The herdsman had come out of his cave, and hospitably invited me to alight, and refresh myself with new milk and cheese. I willingly accepted his invitation, and proceeded to inspect the interior of this singular cavernous abode. The grotto, I found, ran a considerable way into the mountain, affording room for a flock of two hundred goats and sheep, which the herdsman every evening brings in to milk. It was so exactly the cave of Polyphemus, that it almost seemed Homer must have taken his description from it. Every item of the description was here, even the rows of dishes full of milk, and more than a hundred flat round cheeses arranged on fresh leaves. Only Polyphemus himself was wanting; for mine host, however robber-like and wild he might look in his shaggy habiliments, was hospitality itself.

"Do the bandits ever pay you a visit?" I asked the Troglodyte. "Sometimes they do," said the man; "when they're hungry. You see the stone here on which I sit?—two years ago a couple of bandit-hunters concealed themselves in my cave; they were after Serafin. But Serafin stole in upon them through the night, and with two stabs he made them both cold upon this stone; then he went his way again into the hills."

My guide hinted that it was time to go. I thanked the herdsman for his refreshment, and rode off, not without a shudder.

The path, which now took us through the Restonica to the other bank, became constantly steeper and more difficult. At last, after a ride of two hours, I reached, thoroughly damp with mist, and during a magnificent thunderstorm, the last of the pasturing-stations on the lower heights of Rotondo. Its name is Co di Mozzo.

I had heard a great deal about the shielings of Monte Rotondo; and the pictures of them my imagination drew were original enough, slightly idyllic perhaps—little huts in the green pine-forest, or on flowery Alpine slopes, with all proper pastoral adjuncts. But now, as I rode up in the midst of thunder and lightning, and through a drizzling rain, I saw nothing but a wild waste of titanic fragments of stone—a confusion of vast granite blocks clothing the sides of a huge, gray, desolate cone. A light smoke was rising from among the stones. The gray of the watery clouds, the pale lightnings, the roll of the thunder, the rushing of the Restonica, and the deep melancholy of the gray hills, were irresistibly saddening.

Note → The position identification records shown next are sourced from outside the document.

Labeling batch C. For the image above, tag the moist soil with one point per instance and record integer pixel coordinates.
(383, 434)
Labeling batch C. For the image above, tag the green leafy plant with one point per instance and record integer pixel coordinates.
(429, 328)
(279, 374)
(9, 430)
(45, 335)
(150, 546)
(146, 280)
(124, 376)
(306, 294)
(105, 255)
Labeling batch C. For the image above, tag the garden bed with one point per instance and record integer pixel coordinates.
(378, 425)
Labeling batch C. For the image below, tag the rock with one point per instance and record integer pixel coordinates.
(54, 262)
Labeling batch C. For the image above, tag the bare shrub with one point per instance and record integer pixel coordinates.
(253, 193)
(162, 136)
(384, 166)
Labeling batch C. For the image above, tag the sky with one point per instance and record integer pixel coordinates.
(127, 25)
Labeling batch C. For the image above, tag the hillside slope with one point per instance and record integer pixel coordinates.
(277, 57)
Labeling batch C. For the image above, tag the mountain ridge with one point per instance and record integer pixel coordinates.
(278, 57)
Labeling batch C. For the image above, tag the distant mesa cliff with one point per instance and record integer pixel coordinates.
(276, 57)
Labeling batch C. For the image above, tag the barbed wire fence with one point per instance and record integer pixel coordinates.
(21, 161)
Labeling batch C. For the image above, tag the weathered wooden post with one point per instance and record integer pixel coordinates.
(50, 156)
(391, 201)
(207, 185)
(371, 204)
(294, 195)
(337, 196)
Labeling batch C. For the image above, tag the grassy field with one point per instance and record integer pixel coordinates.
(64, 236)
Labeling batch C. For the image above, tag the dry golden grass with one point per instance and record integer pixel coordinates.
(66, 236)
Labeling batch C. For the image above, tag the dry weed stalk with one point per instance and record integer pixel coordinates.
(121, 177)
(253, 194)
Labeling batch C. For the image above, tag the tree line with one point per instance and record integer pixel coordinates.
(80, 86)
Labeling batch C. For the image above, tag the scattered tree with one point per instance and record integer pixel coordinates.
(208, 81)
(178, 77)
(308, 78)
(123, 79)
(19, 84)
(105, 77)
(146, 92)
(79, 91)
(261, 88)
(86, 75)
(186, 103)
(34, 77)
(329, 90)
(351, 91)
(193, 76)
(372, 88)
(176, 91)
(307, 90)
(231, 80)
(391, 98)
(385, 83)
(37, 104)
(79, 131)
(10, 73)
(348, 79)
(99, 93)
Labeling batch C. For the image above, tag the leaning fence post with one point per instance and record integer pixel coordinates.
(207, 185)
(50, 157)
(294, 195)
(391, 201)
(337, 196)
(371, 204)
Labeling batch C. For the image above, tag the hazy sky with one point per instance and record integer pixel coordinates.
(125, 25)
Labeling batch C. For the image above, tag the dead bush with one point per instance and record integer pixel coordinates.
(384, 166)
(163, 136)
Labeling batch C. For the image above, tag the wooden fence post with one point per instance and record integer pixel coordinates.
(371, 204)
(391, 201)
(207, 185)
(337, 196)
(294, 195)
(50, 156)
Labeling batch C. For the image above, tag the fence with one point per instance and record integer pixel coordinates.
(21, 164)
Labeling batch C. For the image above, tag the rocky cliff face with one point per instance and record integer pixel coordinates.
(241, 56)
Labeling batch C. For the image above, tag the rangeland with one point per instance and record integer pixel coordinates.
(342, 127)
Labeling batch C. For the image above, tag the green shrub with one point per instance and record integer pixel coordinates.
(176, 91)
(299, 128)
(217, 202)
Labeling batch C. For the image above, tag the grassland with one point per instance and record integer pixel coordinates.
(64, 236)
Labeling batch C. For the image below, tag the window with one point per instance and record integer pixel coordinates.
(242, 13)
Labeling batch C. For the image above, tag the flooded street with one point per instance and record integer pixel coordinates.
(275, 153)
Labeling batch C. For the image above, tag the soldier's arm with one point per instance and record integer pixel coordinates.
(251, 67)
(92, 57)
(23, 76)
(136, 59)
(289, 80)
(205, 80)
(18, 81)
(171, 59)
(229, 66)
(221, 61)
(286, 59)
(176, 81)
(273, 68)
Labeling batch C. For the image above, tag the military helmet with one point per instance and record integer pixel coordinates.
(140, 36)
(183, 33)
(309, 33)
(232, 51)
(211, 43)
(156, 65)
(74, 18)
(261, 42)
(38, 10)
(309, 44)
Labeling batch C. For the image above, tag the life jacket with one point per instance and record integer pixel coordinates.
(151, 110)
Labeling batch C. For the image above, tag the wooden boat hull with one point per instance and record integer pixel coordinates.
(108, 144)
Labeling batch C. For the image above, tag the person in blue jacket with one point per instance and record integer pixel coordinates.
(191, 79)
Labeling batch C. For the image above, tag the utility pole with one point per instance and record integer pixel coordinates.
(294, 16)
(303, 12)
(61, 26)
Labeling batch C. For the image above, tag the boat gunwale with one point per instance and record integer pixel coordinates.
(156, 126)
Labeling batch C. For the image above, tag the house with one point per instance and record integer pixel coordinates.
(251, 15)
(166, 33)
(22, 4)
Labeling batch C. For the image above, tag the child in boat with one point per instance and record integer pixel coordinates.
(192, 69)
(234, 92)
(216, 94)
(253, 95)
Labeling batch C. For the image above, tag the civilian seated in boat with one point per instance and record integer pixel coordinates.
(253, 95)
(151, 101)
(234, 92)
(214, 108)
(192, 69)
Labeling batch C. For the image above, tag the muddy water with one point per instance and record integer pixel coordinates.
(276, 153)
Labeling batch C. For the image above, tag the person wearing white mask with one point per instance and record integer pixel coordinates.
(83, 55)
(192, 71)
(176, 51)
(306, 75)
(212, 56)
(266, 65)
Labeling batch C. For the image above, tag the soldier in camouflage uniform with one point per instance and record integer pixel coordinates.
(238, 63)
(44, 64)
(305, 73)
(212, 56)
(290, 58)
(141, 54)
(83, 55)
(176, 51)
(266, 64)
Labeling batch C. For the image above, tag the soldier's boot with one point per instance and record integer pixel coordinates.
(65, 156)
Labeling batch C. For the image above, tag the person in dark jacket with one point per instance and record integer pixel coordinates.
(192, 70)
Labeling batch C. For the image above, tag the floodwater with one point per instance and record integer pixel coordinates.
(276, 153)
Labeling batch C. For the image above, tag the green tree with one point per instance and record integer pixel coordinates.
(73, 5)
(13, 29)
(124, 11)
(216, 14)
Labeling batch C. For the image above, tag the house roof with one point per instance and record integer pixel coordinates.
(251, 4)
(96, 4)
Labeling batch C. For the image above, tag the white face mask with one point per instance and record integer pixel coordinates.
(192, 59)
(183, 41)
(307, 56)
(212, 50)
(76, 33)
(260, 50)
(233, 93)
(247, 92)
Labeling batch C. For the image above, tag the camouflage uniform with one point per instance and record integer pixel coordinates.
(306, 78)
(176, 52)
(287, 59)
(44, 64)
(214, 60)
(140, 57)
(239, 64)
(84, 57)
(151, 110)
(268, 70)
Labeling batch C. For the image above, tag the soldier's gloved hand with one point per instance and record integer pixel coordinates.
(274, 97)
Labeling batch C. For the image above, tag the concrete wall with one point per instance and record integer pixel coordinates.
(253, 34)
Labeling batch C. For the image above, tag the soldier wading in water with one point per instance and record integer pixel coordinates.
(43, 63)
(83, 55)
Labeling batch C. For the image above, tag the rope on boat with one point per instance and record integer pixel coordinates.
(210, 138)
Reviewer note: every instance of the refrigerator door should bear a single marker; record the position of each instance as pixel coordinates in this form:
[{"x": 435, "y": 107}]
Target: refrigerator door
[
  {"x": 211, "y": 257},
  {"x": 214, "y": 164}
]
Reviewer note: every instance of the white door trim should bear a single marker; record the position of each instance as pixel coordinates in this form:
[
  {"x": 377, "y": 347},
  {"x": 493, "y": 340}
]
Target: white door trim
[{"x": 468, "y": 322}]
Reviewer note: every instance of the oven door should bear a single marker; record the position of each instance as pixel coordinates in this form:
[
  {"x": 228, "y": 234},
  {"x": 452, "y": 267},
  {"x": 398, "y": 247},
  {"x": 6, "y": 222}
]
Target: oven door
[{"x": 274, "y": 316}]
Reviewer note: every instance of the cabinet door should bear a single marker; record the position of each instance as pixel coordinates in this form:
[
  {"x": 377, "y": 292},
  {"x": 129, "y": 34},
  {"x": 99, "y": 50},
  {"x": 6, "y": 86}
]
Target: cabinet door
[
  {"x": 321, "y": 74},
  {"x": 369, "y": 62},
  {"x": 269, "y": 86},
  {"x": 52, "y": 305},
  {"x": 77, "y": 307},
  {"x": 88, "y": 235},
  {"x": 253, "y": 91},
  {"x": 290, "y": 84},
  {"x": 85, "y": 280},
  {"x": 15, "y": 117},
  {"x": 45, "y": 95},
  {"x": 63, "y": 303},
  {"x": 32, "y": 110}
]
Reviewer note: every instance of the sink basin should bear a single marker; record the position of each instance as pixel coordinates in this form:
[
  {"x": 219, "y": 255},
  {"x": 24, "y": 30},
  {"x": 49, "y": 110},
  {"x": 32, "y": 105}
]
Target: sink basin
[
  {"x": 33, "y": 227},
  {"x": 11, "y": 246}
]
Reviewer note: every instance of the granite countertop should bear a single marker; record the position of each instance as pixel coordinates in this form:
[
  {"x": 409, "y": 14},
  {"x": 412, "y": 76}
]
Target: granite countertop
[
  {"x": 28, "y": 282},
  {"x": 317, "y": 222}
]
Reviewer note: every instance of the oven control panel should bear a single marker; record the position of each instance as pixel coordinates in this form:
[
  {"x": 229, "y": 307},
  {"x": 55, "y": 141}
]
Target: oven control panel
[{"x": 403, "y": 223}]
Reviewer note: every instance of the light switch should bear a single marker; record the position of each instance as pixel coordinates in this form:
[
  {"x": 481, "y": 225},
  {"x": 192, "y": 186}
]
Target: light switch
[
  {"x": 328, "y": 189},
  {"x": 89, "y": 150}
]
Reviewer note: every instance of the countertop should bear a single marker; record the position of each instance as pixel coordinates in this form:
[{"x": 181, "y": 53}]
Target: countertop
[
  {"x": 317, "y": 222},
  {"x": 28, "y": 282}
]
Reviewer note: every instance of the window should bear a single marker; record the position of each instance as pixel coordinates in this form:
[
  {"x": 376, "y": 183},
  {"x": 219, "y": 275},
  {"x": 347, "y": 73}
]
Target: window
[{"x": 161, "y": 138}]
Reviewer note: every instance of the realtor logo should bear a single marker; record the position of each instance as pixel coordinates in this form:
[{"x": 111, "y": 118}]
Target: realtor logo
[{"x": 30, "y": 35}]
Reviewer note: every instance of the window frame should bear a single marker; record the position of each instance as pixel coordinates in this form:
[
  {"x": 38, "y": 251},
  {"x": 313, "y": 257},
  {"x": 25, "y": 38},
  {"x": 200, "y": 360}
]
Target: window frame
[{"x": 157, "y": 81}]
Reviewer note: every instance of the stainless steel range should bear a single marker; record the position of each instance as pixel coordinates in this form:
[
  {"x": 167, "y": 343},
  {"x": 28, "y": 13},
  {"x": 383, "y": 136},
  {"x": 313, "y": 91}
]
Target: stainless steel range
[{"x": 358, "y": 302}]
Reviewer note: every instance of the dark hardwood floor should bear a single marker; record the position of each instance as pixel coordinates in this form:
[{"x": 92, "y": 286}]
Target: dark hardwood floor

Some storm-battered larches stood on the steepest edge of a naked ravine, through which the Restonica foamed and tumbled from block to block. All around, nothing but the dreariest cliffs; and one grand glimpse into the mist-filled valley out of which I had ascended. My eye sought long for the huts towards which the guide was pointing. At length I detected them among the rocks, and advancing, I soon had before me this most singular of pastoral communities. It consisted of four dwellings, erected in the most primitive manner conceivable, probably with less architectural skill than the termites or the beavers expend on their houses.

Each of these huts consists of four stone walls, built without mortar. They are about three feet in height, and support a sloping roof of sooty stems of trees and boards, on which heavy stones are laid to keep them in their places. An aperture in the front wall serves as door and principal chimney; but the smoke issues through the roof and the walls wherever it finds a chink. An enclosure of stones surrounds a narrow space before the hut, and within this space, dishes of various kinds stand; also, in one corner of it rises the palo—a rude stake with projecting pegs, on which hang pots and kettles, clothes, and strips of goat's flesh.

Some shaggy dogs sprang out as I rode up, and forthwith the men, women, and children crept from their huts, and curiously eyed the stranger. They looked picturesque enough in the midst of the stony waste; the pelone, their shaggy, brown mantle flung about them, the red baretto on their heads, and their bronzed features looking out from their dark bushy beards.

I called to them: "Friends, bestow your hospitality on a stranger who has come over the sea to visit the herdsmen of Co di Mozzo!"